Hem toplumsal formlarda, pratiklerde, imge ve fikirlerde hem de müze, kütüphane, meclis ve üniversitelerde kurumlaşmış kültürel müşterekler kolektiftir. Michael Hardt ve Antonio Negri’nin İmparatorluk üçlemesinin üçüncü cildi Ortak Zenginlik’te dedikleri gibi, “kurumlar, bir yaşam formunu tanımlayan kolektif alışkanlıkları, pratikleri ve kabiliyetleri bünyelerinde birleştirir”. Fakat bu birleştirme ayrımsız değildir. Hardt ve Negri, “kurumların çatışma üzerine kurulu” olduklarına dikkat çekerler.

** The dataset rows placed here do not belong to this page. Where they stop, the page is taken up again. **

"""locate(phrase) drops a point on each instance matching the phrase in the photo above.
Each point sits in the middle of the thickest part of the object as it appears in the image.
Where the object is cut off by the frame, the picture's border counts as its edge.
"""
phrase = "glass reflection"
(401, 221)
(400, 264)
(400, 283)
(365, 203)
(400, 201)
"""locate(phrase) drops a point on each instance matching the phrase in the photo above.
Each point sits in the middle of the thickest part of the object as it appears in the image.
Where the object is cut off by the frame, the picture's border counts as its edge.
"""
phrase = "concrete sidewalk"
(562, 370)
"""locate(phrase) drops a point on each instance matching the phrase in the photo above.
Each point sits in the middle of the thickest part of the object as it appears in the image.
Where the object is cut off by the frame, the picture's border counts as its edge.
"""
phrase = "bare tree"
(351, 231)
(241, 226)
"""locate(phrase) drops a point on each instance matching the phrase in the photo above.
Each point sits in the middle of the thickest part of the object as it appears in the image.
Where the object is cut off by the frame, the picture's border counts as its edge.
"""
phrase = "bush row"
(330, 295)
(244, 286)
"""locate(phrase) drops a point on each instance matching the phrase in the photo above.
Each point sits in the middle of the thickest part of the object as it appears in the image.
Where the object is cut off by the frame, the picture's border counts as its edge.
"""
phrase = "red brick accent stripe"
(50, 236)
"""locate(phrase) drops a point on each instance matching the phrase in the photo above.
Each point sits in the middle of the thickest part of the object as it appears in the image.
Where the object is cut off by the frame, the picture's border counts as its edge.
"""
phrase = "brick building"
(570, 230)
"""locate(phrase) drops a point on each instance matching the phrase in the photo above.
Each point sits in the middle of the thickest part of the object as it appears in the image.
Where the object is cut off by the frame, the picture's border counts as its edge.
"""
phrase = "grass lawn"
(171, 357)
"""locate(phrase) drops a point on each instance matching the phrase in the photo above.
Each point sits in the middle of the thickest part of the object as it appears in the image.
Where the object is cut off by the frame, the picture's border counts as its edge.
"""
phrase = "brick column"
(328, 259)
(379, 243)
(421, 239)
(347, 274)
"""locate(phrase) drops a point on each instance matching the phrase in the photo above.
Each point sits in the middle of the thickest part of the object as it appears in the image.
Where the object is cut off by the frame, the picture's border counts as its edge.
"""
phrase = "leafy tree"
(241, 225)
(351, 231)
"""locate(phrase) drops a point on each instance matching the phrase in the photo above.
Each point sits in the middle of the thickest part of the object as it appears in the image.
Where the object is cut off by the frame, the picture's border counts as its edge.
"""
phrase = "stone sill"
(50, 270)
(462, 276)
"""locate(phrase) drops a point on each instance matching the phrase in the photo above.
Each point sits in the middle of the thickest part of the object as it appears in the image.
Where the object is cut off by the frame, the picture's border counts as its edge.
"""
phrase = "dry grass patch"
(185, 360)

Kurumlar, neyin ve kimin önemli sayılacağı, kolektif varlığımızı nasıl görüp anlayacağımız konusunda süren mücadelelerin alanıdırlar. Hâkim iktidar biçimleri, iktidar sahiplerinin bizden istediklerini görmemiz için seferber edilir.  ABD’nin özünde yatan kolonyalizm ve kölelik kurumunun Amerikan hayatına ilişkin tasvirlerde arka plana itilmesi gibi, kapitalist sınıf iktidarı da müzelerin işleyişinde egemendir. 19. yüzyıldan beri haydut baronlar, bankacılar, petrol devleri ve fosil yakıt oligarkları, sömürüyü, hiyerarşiyi ve mülksüzleştirmeyi doğal süreçler gibi sunmak için kültür kurumlarını kendi silahlarına dönüştürdüler. Şimdi sanatçılar ve eylemciler, kültürel müşterekleri kapitalist sınıfa teslim etmeyi reddediyorlar. Kullandıkları taktikler, kurumları özgürleştirmeye yönelik isyankâr bir hareketin doğduğuna işaret ediyor.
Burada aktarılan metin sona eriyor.